HARRISBURG – To preserve First Amendment rights for educators, the House Education Committee unanimously passed a bill sponsored by Sens. Kristin Phillips-Hill (R-York) and Judy Schwank (D-Berks) to eliminate a section from the state’s Education Code that prohibits teachers from wearing any dress, mark, emblem or insignia indicative of their faith or denomination.
Every other state in the nation preserves and protects First Amendment rights in the classroom, and Senate Bill 84 would make Pennsylvania the 50th state to eradicate an archaic law that violates the First Amendment.

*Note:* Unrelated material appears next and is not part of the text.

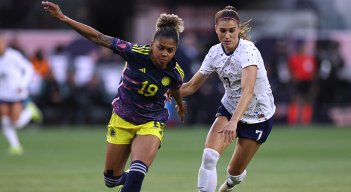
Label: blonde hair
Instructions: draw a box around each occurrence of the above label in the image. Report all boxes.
[239,19,251,40]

Currently, a teacher who violates this ban must be suspended from teaching for one year or permanently disqualified from teaching after multiple offenses. A public school director can even be held criminally liable for failing to enforce this prohibition.
“It is important for us to model the respectful expression of our religious beliefs in the same vein as William Penn did more than three centuries ago,” Phillips-Hill said. “This will uphold Penn’s founding principles that our Commonwealth stands for religious freedom and tolerance.”
In the late 1800s and early 1900s, the Ku Klux Klan supported similar laws due to the anti-Catholic sentiment at the time. Pennsylvania’s original 1895 law served as the model for three dozen states that pursued similar anti-First Amendment laws.
“I’m pleased to see our House colleagues take up this legislation in a timely manner,” Schwank said. “This commonsense legislation will protect religious freedom and bring Pennsylvania into line with the rest of the country. I look forward to celebrating the final passage of Senate Bill 84.”
Nebraska most recently repealed its law back in 2017. Pennsylvania is the only state in the nation with such a law still on the books.
The bill now advances to the full House of Representatives for consideration – the final vote before it is presented to the governor for his signature.